Ikuti Kami

Ibadah

Dua Prinsip Menikah dalam Pandangan Ibnu ‘Asyur

risiko nikah muda

BincangMuslimah.Com – Menikah dan membangun jalinan rumah tangga bagi sebagian besar manusia merupakan dambaan. Tidak berlebihan pula apabila Rasulullah menyebutnya dengan penyempurna separuh agama. Berkenaan dengan ini, terdapat dua prinsip menikah yang menurut oleh Ibnu ‘Asyur. Apa saja itu?

Memilih untuk menikah, berarti juga siap mengarungi kehidupan bersama pasangan. Dalam Islam, syariat untuk membangun rumah tangga menjadi salah satu perhatian penting. Kendati demikian, agar tidak salah paham tentang syariat nikah, sebaiknya terlebih dahulu mengetahui prinsip membangun rumah tangga.

Hal merupakan jalan untuk mengetahui tujuan menikah itu sendiri. Ulama kenamaan Muhammad Thahir Ibnu ‘Asyur menyimpulkan bahwa tujuan adanya syariat akad nikah (maqashid al-syari’ah fi al-nikah) dalam Islam ada tiga, yaitu:

  • Kewajiban bersikap baik kepada kaum hawa yang sempat menjadi objek kekerasan seksual dalam fakta sejarah.
  • Kewajiban bersikap adil kepada kaum hawa yang selalu mengalami marginalisasi dan subordinasi dalam fakta sejarah.
  • Kewenangan hakim dalam menentukan lanjut dan tidaknya bahtera rumah tangga yang sedang ditimpa masalah. (Muhammad Thahir Ibnu ‘Asyur, Maqashid al-Syari’ah al-Islamiyah, hal 180).

Sebelum mampu memahami tujuan menikah di atas, setidaknya terdapat dua prinsip berkaitan dengan menikah dari Ibnu ‘Asyur.
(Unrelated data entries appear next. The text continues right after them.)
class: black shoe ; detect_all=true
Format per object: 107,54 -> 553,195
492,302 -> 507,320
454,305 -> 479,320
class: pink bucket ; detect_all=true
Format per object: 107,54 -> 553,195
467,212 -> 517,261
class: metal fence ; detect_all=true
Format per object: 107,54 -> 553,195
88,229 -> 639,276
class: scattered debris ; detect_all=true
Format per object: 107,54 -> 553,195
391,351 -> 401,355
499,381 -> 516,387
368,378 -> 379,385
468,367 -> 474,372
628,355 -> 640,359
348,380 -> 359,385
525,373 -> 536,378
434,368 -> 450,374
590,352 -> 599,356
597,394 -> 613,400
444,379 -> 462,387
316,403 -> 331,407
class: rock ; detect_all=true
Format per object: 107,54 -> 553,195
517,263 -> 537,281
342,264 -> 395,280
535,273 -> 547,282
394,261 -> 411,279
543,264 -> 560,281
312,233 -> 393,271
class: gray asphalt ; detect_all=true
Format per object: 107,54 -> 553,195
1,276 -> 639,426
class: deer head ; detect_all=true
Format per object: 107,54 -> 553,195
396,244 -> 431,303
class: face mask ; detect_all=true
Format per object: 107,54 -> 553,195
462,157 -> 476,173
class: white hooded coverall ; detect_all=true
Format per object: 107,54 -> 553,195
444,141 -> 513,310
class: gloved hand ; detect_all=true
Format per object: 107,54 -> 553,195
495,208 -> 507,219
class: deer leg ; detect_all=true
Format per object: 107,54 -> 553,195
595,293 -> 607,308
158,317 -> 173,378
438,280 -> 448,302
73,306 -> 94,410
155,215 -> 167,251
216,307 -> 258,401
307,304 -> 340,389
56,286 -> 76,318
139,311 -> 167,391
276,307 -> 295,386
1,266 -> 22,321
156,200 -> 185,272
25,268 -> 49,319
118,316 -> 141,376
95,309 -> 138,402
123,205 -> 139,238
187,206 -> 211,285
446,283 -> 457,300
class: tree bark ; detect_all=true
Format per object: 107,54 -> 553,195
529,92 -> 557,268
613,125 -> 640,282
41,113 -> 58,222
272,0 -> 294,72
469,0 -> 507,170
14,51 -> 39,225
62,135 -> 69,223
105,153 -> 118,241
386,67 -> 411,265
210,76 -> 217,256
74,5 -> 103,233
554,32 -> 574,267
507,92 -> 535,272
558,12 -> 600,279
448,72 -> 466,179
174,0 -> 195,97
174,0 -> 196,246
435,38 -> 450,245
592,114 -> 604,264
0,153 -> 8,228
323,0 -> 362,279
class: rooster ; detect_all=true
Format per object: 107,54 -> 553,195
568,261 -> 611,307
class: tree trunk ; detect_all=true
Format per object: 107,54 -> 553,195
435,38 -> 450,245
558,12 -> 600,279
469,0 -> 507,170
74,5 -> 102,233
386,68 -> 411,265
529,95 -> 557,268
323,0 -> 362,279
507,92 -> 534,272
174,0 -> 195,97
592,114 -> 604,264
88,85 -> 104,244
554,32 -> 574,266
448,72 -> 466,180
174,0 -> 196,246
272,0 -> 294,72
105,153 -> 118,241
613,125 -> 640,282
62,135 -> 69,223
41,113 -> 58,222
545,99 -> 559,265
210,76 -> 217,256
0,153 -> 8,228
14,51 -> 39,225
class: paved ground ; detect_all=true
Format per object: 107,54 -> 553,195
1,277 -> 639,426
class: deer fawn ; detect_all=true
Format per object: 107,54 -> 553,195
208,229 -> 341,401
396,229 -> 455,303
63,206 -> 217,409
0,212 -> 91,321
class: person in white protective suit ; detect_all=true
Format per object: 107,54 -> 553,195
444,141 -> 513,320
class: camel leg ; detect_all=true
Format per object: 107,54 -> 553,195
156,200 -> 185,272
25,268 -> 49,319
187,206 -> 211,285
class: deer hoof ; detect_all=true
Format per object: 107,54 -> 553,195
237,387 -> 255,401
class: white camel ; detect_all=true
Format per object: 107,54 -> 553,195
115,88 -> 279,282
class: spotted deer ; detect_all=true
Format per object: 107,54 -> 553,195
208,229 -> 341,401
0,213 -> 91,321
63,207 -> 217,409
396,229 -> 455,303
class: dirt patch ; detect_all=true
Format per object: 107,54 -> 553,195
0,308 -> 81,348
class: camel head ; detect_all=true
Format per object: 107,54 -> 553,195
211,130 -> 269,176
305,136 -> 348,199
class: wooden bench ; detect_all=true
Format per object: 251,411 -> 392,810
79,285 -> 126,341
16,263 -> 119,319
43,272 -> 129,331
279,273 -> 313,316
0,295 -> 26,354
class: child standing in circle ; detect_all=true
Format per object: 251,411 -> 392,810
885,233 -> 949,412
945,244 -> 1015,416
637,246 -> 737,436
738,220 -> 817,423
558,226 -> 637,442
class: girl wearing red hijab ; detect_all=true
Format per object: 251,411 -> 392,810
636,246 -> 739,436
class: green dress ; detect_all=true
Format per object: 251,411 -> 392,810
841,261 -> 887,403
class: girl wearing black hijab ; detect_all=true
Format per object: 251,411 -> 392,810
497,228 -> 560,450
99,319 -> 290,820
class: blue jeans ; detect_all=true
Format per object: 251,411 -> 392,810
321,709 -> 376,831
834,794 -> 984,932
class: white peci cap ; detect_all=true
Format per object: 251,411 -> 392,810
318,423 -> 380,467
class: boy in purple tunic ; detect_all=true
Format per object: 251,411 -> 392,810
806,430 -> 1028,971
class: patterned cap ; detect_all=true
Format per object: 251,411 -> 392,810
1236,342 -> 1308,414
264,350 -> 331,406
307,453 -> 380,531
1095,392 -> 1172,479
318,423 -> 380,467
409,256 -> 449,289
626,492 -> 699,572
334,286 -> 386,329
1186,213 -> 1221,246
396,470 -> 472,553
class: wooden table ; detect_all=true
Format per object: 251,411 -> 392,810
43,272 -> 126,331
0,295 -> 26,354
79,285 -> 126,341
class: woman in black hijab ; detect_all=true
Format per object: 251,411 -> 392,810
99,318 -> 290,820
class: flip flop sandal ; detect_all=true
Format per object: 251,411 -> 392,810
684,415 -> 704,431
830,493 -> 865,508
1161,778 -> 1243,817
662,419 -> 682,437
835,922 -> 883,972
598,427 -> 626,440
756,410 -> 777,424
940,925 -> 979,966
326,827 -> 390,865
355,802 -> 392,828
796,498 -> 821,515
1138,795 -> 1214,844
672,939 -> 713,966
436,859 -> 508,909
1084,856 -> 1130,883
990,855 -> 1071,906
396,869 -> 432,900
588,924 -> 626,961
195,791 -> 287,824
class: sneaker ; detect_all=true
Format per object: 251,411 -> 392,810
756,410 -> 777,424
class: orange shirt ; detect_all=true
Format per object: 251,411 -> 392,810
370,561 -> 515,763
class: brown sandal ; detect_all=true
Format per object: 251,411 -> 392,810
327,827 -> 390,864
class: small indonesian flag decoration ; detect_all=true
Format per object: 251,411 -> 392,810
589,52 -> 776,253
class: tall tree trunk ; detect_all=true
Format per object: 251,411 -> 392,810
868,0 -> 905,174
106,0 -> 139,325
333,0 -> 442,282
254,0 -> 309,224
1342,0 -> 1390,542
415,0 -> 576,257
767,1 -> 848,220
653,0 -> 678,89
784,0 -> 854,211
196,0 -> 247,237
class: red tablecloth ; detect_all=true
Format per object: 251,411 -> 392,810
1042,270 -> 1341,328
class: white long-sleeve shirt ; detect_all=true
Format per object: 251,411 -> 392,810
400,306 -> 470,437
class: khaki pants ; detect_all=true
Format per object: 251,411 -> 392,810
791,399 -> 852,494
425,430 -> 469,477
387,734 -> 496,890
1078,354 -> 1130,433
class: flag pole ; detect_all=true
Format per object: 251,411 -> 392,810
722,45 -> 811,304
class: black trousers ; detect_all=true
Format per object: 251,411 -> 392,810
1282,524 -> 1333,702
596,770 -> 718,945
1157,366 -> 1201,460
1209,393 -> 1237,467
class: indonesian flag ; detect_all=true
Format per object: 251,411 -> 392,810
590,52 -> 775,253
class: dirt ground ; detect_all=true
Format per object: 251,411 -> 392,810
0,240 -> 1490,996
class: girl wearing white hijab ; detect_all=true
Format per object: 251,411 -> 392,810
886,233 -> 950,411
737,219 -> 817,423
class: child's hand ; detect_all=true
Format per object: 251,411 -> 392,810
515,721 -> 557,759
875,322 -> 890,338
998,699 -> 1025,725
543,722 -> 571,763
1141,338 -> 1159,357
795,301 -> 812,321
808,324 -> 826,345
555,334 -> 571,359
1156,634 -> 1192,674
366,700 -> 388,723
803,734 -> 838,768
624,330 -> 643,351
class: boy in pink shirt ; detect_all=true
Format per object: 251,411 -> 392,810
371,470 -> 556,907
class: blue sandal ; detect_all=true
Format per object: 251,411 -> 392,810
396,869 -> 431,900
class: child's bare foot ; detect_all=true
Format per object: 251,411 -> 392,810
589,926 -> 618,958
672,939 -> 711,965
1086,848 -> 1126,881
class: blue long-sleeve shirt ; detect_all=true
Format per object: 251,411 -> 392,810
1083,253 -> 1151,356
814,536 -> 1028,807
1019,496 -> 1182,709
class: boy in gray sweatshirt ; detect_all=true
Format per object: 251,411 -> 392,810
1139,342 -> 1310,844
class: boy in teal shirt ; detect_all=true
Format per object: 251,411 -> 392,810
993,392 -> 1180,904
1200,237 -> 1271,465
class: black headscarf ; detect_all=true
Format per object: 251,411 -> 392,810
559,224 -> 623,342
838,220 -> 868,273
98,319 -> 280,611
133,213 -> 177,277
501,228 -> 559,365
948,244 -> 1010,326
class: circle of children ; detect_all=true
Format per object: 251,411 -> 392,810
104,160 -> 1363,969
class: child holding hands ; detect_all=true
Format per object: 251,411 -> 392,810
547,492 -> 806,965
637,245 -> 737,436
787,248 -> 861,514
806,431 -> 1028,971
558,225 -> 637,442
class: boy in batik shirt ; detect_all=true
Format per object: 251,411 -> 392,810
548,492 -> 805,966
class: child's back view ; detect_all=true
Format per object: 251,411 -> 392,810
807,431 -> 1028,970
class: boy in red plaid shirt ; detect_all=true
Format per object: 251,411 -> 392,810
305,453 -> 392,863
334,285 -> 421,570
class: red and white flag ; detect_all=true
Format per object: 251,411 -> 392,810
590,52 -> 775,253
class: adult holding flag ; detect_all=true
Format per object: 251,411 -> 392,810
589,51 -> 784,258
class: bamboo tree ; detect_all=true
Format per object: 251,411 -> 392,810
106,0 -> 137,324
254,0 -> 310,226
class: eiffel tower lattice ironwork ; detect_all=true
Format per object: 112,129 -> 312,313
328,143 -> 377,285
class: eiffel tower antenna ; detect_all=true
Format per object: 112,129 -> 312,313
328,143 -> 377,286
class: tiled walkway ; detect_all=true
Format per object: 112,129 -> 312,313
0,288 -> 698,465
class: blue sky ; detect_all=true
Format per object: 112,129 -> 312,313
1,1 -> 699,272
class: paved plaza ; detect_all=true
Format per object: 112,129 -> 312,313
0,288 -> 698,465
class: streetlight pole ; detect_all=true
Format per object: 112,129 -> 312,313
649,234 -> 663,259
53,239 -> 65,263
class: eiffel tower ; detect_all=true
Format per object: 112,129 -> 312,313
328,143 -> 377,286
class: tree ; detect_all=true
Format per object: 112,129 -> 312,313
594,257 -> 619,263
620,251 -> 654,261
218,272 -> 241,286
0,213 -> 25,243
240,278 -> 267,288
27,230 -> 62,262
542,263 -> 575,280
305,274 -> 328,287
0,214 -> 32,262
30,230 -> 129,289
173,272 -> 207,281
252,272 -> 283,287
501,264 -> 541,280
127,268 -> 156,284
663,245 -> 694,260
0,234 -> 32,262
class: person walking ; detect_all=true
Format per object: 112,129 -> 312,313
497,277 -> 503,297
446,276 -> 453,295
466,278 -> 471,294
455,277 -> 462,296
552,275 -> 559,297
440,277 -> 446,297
Dalam kitabnya Maqashid al-Syari’ah al-Islamiyah (hal 173 – 180) terdapat dua prinsip menikah sebagai berikut:

Pernikahan jadi Pembeda Hubungan Asmara Selainnya

Pada zaman Jahiliah, budaya yang berkembang di masyarakat terkait konsep menikah sangat memprihatinkan. Etika dan moral manusia dalam berhubungan antara laki-laki dan perempuan dilakukan selayaknya perilaku binatang. Berkenaan budaya tersebut, dalam salah satu Hadis yang diriwayatkan oleh Imam al-Bukhari, Sayyidah ‘Aisyah dijelaskan bahwa terdapat empat budaya menikah di zaman Jahiliah.

Baca Juga:  Privasi yang Berhak Dimiliki Seorang Istri Menurut Empat Madzhab

Pertama, pernikahan yang melibatkan wali dari mempelai wanita yang disertai dengan mahar. Budaya ini sama dengan pernikahan yang dilakukan pada zaman sekarang.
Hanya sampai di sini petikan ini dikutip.